How Fridges Work
The Fridge is one invention that has certainly changed the way we live. It has made it possible for everyone to preserve food for days together. The cold temperature inside the fridge slows down the bacterial growth in food and thus preserves the food for longer. But how exactly does the inside of the inside of the fridge remain cold? The principle on how a fridge works is pretty simple. Gases get hotter when you compress them into less volume because you have to work to push their energetic molecules together. When you expand a gas, it is suddenly able to occupy much more volume. The heat energy its molecules contain is now divided over a much bigger volume of space, so the temperature of the gas falls (it gets cooler). The other principle at work in a fridge is that when you have two things that are different temperatures that touch or are near each other, the hotter surface cools and the colder surface warms up. This is a law of physics called the Second Law of Thermodynamics.
vapour compression cycle
Fig. 1 Vapour Compression Cycle – A: hot compartment (kitchen), B: cold compartment (refrigerator box), I: insulation, 1: Condenser, 2: Expansion valve, 3: Evaporator unit, 4: Compressor
A special gas called the refrigerant is used in the vapour compression cycle of a refrigerator. It used to be CFC (chlorofluorocarbon). But due to environmental concerns with CFC, namely, the depletion of ozone layer, the gas used nowadays is HFC-134a, also called tetrafluoroethane. The refrigerant passes through the various components of the fridge cycle listed in the figures 1 and 2.

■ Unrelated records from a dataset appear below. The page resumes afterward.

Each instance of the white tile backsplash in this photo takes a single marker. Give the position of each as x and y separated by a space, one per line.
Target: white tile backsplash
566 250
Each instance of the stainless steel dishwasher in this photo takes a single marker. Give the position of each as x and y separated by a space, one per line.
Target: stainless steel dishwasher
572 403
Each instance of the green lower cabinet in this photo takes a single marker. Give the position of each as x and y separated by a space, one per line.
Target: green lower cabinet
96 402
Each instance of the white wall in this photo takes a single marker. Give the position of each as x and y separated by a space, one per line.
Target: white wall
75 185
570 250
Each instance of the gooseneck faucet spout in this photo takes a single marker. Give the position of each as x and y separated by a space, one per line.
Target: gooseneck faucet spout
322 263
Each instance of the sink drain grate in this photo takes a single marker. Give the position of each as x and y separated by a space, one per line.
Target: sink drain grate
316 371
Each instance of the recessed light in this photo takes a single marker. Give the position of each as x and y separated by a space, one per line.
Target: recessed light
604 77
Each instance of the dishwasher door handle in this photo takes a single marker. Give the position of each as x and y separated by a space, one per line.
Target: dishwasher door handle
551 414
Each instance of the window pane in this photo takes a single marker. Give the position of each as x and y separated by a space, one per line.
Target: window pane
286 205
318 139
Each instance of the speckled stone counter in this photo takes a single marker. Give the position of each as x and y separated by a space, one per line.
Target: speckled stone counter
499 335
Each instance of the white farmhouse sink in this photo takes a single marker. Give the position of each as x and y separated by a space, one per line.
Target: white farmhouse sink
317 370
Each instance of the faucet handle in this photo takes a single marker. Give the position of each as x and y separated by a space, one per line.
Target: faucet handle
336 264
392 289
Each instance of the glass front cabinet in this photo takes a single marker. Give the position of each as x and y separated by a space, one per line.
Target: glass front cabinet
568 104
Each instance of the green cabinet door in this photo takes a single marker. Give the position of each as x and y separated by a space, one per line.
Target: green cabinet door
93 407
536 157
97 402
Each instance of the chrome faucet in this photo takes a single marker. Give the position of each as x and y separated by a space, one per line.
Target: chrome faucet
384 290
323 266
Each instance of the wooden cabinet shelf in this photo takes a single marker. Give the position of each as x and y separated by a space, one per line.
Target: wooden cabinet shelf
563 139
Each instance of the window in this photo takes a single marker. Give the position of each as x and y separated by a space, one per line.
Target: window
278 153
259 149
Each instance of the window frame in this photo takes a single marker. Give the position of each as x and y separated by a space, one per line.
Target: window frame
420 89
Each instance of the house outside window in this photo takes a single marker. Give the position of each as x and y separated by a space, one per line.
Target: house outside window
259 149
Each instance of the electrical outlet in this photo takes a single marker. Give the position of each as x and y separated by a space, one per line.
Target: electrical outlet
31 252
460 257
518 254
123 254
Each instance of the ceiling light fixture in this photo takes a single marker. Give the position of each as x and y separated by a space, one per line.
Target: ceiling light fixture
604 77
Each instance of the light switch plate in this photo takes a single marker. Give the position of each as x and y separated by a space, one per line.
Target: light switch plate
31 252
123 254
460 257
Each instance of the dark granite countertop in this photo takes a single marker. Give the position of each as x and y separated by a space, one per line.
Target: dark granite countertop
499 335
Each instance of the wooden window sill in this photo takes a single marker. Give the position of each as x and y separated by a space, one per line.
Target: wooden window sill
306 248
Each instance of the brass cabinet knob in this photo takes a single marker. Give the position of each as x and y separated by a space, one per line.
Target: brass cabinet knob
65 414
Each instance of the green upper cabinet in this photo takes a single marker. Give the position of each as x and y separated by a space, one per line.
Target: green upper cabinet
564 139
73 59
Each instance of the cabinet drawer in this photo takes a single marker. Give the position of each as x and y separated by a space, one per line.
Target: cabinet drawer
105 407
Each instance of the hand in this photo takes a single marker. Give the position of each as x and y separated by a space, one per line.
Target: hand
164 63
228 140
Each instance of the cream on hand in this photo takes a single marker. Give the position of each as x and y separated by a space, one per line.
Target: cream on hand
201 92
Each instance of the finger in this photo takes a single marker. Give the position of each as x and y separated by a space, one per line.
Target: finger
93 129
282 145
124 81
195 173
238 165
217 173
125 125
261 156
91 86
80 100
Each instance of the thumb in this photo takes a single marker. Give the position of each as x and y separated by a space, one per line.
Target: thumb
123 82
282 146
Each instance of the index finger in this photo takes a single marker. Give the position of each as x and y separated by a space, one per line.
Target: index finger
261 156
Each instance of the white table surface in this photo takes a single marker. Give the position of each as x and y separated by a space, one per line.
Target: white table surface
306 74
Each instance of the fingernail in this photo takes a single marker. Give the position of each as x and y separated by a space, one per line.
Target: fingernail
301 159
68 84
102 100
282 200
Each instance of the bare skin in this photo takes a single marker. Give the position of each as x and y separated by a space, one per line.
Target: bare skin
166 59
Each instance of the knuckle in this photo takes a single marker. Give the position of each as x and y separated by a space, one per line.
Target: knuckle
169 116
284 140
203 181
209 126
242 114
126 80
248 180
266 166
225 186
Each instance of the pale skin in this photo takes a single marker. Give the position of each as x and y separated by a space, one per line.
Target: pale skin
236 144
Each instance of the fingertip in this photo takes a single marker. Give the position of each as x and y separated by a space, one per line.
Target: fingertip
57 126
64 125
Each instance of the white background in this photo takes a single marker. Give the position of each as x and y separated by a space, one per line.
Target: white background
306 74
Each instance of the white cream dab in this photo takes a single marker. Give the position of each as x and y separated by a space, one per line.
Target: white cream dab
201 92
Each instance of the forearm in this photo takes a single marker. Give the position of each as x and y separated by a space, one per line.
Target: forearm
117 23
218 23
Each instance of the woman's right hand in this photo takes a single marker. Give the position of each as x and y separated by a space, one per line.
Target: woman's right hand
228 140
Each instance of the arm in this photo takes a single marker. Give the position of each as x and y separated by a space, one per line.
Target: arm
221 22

This principle was first practiced by Oliver Evans in the early 1800s and has stayed as the refrigeration standard to this day.

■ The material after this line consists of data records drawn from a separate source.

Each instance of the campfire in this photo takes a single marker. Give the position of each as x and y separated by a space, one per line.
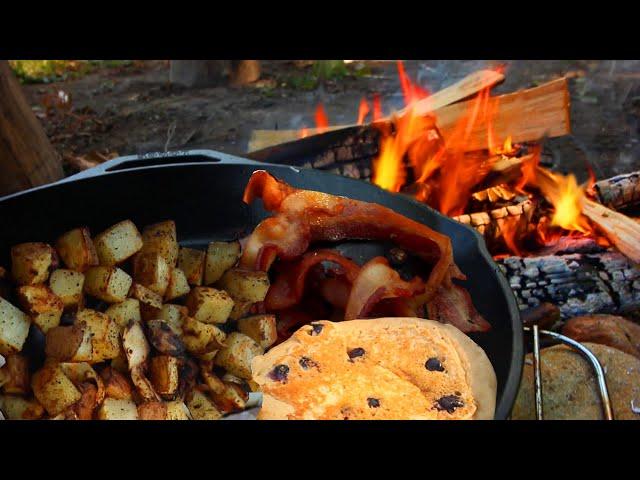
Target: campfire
478 158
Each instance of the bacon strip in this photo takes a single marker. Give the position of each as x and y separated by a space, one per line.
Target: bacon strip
378 281
307 216
453 305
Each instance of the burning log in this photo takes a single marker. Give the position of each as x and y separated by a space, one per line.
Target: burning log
579 284
619 192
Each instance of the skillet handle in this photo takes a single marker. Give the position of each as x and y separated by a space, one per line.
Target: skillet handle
153 160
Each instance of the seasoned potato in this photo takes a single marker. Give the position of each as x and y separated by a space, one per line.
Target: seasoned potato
118 243
109 284
200 407
53 389
31 262
152 271
116 409
201 338
16 375
245 285
68 286
77 250
19 408
178 285
163 373
237 355
122 313
14 328
221 256
161 238
42 305
209 305
261 328
191 262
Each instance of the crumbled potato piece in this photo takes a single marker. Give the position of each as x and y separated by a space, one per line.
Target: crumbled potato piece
118 243
31 262
191 262
77 250
209 305
221 256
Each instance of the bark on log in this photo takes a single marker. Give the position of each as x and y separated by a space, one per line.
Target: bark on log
27 158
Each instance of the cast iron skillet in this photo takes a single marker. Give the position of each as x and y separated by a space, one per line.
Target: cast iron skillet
202 190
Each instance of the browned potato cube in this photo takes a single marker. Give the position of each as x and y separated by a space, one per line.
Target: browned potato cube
109 284
163 373
237 355
152 271
221 256
68 286
53 389
77 250
209 305
261 328
31 262
14 328
116 409
122 313
245 285
118 243
161 238
201 338
200 407
178 285
191 262
42 305
16 372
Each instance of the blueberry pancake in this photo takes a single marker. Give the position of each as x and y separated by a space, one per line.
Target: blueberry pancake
380 369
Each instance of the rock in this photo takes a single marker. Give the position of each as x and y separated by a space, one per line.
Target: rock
569 385
611 330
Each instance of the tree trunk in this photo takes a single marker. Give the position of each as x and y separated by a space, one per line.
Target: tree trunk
27 158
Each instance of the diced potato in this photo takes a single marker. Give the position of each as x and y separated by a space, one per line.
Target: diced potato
53 389
200 407
42 305
161 238
152 271
201 338
16 372
31 262
209 305
163 373
68 286
233 399
19 408
118 243
118 409
14 328
109 284
105 335
261 328
122 313
221 256
191 262
178 285
77 250
245 285
173 315
237 355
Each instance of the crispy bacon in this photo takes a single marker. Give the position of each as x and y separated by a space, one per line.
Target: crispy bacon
375 282
288 288
307 216
453 305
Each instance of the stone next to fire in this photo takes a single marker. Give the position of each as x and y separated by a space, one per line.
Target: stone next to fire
569 386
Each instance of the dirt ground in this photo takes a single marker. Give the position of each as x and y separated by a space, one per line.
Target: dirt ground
135 109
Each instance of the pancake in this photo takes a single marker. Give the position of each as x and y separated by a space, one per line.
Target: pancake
376 369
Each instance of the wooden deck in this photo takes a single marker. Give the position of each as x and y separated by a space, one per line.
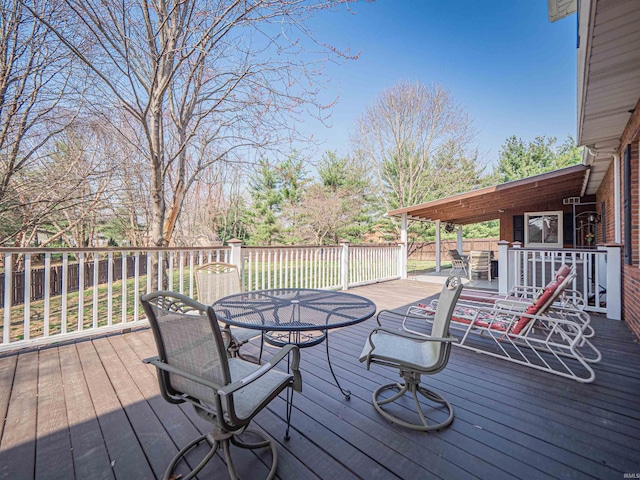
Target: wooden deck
91 410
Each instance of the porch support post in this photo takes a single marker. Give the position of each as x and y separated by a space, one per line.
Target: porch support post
614 281
503 267
404 247
616 200
235 256
344 265
438 246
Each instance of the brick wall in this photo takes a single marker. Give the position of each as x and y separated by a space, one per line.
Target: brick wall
630 273
605 194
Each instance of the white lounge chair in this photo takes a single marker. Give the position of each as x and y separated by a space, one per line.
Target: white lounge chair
540 333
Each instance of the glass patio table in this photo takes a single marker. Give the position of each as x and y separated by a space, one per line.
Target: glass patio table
296 316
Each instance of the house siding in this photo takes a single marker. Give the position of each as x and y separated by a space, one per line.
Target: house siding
631 272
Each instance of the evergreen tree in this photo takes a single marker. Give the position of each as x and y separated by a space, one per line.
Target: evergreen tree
266 199
518 159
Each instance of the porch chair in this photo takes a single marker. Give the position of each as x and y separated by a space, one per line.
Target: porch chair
543 333
214 281
193 366
480 262
458 264
413 356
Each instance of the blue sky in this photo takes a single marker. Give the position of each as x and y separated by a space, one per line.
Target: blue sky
511 69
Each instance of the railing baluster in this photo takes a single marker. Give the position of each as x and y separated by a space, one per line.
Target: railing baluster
8 297
47 292
80 293
170 269
136 284
110 288
96 264
123 259
181 268
191 266
149 270
160 271
26 333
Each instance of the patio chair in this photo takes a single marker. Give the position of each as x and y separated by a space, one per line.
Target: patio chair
540 333
193 366
414 356
480 262
458 264
214 281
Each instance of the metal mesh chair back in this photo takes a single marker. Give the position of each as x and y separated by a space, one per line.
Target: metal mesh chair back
189 340
455 255
216 280
446 305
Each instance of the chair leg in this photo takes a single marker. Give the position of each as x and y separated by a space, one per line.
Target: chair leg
289 410
412 384
214 446
266 441
217 439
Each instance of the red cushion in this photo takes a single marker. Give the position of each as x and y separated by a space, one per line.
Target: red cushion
563 271
546 294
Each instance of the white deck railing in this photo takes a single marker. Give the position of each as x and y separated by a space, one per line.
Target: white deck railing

Fig. 2 Vapour compression cycle or refrigeration cycle
Here is how the components of the refrigeration cycle interact to cool your food:
1. The compressor constricts the refrigerant vapor, raising its pressure and temperature, and pushes it into the coils of the condenser on the outside of the fridge.

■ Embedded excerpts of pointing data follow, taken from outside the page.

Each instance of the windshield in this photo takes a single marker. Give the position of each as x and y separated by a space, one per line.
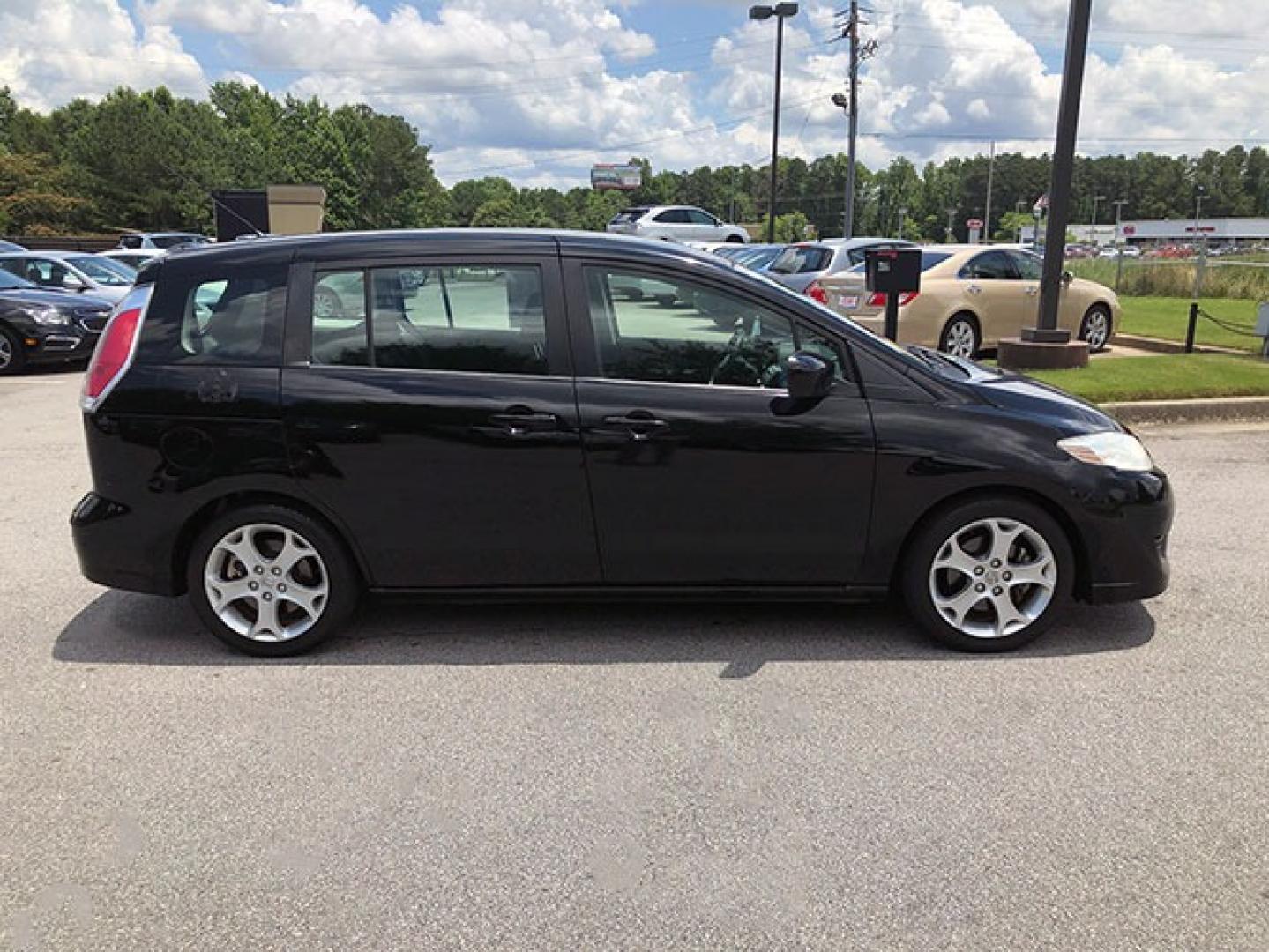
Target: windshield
11 281
801 259
103 271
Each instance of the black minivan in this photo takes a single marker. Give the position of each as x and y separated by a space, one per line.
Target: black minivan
277 426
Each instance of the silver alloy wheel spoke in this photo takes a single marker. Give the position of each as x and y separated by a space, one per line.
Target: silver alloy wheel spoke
993 577
266 582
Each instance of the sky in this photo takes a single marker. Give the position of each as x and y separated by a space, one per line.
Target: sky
537 90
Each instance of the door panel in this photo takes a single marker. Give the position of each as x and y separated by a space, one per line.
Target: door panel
702 469
442 425
722 485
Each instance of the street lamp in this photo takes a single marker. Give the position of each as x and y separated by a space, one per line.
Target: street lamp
780 11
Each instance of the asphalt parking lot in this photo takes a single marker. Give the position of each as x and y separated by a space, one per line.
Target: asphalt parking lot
632 777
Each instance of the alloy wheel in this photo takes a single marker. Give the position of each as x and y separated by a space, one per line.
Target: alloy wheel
266 582
1097 330
959 340
993 578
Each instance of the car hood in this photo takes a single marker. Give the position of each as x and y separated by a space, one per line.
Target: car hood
1031 398
55 298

2. When the hot gas in the coils of the condenser meets the cooler air temperature of the kitchen, it becomes a liquid.
3. Now in liquid form at high pressure, the refrigerant cools down as it flows through the expansion valve into the evaporator coils inside the freezer and the fridge.
4. The refrigerant absorbs the heat inside the fridge when it flows through the evaporator coils, cooling down the air inside the fridge.
5. Last, the refrigerant evaporates to a gas due to raised temperature, and then flows back to the compressor, where the cycle starts all over again.
The main component of a refrigerator that needs power is the compressor. It is essentially a pump which is driven by a motor. The hum you hear when the fridge is on is that of the compressor working. The thermostat controls the temperature of the fridge by switching on-and-off the compressor.